05-27-2014 08:47 PM
Someone please help me... because i am feeling horrible. My husband and i have been ttc for the past 6 months and weve just found out that i am 6 weeks. I will first say, that a few months back we thought i was pregnant. I was SO excited! I was on the roll, ready, happy, etc... then i found out that we were not. I was heart broken and bawled my eyes out. We decided to stop trying, i thought about it for awhile and i knew i had more that i wanted to do before our big step. And then? Boom. Baby. I was so estatic when i found out! And then?... well, now i feel so down. I feel not ready, i feel not in control, and i DONT feel like myself what so ever. What is wrong with me? Should i feel happy? We had our announcement made, and now everyone is flooding me with "warm wishes" and "congratulations" and the more i read/hear them the more it makes my stomach turn. Will this feeling pass?? I am so nervous, and i feel horrible right now.
Another big issue im having to over come is with smoking. Yes. Top it off enough to make me feel horrible, im STILL smoking. I went to the hospital the other day and the Dr. told me that if i just quit cold turkey it could actually put stress on my body AND to the baby, which normally causes miscarriages. Has anyone ever heard of this? Because i have not. Also, i feel like im smoking more. Almost craving it.
I would greatly appriciate it if everyone would please try and put yourself in my shoes before the quick judgement. Im reaching out for help and im hoping someone here can walk me though this.
05-28-2014 08:43 AM
05-28-2014 12:41 PM
05-28-2014 01:04 PM
I think it pretty normal to feel like maybe you weren't as ready as thought, but that is not sort of thing women normally put out there. I think with pretty much anything, you can research, analyze, and then after you have a made a decision you worry if it was the right one, but it's too late to go back. And having a human-being inside is like 10x something trivial like a career move or getting a tattoo - this is a person you are carrying and with will care for the next 18+ years, ya know?

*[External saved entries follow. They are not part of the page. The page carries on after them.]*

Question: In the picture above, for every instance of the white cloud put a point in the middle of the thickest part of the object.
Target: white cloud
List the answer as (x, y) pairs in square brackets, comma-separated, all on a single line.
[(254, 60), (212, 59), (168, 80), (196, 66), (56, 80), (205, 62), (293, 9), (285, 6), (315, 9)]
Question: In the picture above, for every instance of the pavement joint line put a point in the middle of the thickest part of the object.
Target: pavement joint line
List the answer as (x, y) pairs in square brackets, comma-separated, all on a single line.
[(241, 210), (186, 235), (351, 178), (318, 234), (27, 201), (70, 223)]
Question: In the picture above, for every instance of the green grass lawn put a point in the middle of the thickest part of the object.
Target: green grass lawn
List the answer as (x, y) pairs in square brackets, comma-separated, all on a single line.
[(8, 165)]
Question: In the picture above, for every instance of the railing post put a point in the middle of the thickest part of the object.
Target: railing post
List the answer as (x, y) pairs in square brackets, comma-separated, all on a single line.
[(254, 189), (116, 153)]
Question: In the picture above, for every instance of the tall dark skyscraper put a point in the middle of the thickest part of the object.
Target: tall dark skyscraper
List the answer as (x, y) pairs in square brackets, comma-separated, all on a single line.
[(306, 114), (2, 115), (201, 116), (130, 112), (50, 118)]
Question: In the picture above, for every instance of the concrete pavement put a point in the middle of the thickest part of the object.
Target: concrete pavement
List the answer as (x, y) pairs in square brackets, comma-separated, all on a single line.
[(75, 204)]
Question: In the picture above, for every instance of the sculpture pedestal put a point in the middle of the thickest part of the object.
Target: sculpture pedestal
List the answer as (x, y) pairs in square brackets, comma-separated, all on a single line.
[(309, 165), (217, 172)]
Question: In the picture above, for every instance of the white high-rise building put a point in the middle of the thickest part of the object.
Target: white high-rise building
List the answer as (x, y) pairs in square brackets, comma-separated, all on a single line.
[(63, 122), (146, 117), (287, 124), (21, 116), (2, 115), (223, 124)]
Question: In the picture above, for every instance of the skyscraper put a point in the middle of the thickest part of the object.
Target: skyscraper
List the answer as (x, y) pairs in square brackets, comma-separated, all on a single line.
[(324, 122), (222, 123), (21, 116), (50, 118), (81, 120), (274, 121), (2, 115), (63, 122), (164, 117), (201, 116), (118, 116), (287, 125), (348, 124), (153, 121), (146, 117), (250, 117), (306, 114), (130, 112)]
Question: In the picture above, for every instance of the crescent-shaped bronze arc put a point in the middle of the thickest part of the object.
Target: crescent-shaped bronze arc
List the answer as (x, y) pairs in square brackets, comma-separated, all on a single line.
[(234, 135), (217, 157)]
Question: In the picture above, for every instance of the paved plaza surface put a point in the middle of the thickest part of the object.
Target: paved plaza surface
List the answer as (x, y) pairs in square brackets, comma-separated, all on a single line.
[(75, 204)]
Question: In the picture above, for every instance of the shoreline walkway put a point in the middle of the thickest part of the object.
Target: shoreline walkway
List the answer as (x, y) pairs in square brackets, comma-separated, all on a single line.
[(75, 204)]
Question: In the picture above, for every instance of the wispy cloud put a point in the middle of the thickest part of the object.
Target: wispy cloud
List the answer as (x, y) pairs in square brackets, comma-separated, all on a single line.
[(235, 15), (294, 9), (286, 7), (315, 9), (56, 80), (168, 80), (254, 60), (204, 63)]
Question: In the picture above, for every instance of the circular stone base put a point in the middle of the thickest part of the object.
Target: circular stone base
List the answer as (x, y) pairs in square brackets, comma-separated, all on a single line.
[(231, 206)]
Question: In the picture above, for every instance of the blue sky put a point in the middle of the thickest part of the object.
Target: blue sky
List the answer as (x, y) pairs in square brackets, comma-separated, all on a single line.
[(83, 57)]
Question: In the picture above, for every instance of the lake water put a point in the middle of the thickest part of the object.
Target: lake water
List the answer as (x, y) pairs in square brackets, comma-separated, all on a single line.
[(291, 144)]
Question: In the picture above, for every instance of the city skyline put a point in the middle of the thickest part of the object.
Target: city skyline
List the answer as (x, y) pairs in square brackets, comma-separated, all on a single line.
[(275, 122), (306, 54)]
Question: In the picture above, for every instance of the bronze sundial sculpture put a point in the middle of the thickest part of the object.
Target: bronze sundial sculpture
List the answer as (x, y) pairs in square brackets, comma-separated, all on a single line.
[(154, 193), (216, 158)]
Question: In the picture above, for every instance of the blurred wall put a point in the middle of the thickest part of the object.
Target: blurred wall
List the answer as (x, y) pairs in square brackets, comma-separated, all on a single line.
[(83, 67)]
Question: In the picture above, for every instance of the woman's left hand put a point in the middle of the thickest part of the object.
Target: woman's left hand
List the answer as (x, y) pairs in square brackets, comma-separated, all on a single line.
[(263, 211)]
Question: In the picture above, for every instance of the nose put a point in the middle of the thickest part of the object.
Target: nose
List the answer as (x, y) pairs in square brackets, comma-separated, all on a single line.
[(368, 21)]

And Yes, I have heard of doctors saying that before about gradually cutting back on smoking if you were previously a heavy-smoker. I used to smoke, but made the decision to stop before getting pregnant. I was at the airport, in Atlanta, and they have in-door smoking areas so you don't have to go all the way outside. I was in there smoking during a lay-over and there was a young mom who stepped just in the door to smoke, while she had her toddler on a one of the back-pack baby leashes. She made the kid stay outside, away from the smoke, but the kid kept trying to take off, dragging the mom out of the smoking area. I looked at my friend and with both were like, 'Nope, we don't want to be that kind of mom" and made our plans to stop smoking. I know it's tough, but you can do it!